Énergies renouvelables : comprendre le différend entre la France et la Commission européenne

 

Énergies renouvelables : comprendre le différend entre la France et la Commission européenne

Malgré les pressions de la Commission européenne, la France s’est jusqu’à présent refusée à régulariser sa situation relative à ses obligations en matière d’énergies renouvelables. Les performances climatiques de son parc de production, bien supérieures à celles du modèle éolien-solaire intermittent de l’Allemagne avaient participé à la prise de conscience du caractère ambigu du concept « renouvelable », au moment où la Commission elle-même vient d’émettre des réserves sur le bien fondé de sa principale source de production, la biomasse, qui représente en effet 60% du total. Les nouvelles restrictions qui la concernent désormais ne visent pas uniquement sa production à partir de cultures destinées à l’alimentation humaine ou animale, mais stigmatisent également la biomasse forestière pour des raisons climatiques et environnementales, sur fond de scandale sanitaire.

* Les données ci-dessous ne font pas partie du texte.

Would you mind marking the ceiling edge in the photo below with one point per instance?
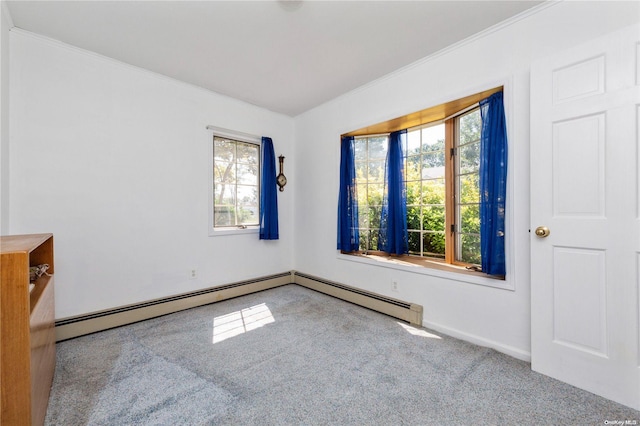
(444, 51)
(107, 59)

C’est dans ce contexte que l’énergie nucléaire, dont la rentabilité s’accommode mal de l’intermittence de l’énergie éolienne, prépare son entrée officielle dans la liste européenne des technologies stratégiquement utiles au climat. Et que se pose la question de la pertinence d’une pénalité de l’ordre du milliard d’euros infligée à la France dont le tort est d’avoir privilégié cette technologie avant l’heure, pour décarboner en un temps record son système électrique.

 

Le contexte : un renforcement des exigences climatiques à l’échelle européenne

Répondant à divers rapports alarmants sur le climat, le Parlement européen et le Conseil de l’UE ont publié, le 19 avril 2023, un nouveau règlement « relatif aux réductions annuelles contraignantes des émissions de gaz à effet de serre par les États membres de 2021 à 2030 ». Selon un calendrier prévu dans son article 4, les États membres devront se conformer au durcissement des réductions d’émissions de CO2 figurant dans la colonne 2 de l’annexe 1, destinées à permettre une diminution globale des émissions de 40% au niveau de l’UE, par rapport au niveau de 2005. En 2030, la France devra ainsi avoir réduit ses propres émissions de 47,5 % au lieu des précédents 37% rappelés dans la colonne 1.

Précisons que contrairement aux directives, qui doivent au préalable être transposées en droit national pour devenir applicables, de tels règlements sont directement applicables par les États membres dès leur entrée en vigueur. Tandis que la transposition, plus ou moins rigoureuse, des directives est à l’origine de nombreux différents entre la Commission et les États membres.

En octobre 2023, la France transmettait la mise à jour du « Plan national intégré énergie-climat », dont la réduction de 215 MtCO2 en 2030 correspond au respect de cette nouvelle trajectoire avec cependant « un léger excédent en fin de période». Une part de 45% de consommation de chaleur et de froid d’origine renouvelable y est prévue pour 2030, ainsi qu’une injection de 15% de gaz renouvelable. Mais pour toute réponse à la rubrique « part de la consommation d’énergie d’origine renouvelable dans la consommation d’énergie finale brute », figure la seule mention « 58% d’énergie décarbonée dans le mix énergétique en 2030 et 71% en 2035 », sans la moindre référence aux énergies renouvelables. Le 9 octobre 2023, le Conseil de l’UE avait pourtant adopté une nouvelle directive visant à porter la part d’énergies renouvelables à 42,5% minimum au niveau de l’UE, chaque État membre devant contribuer à cet objectif commun.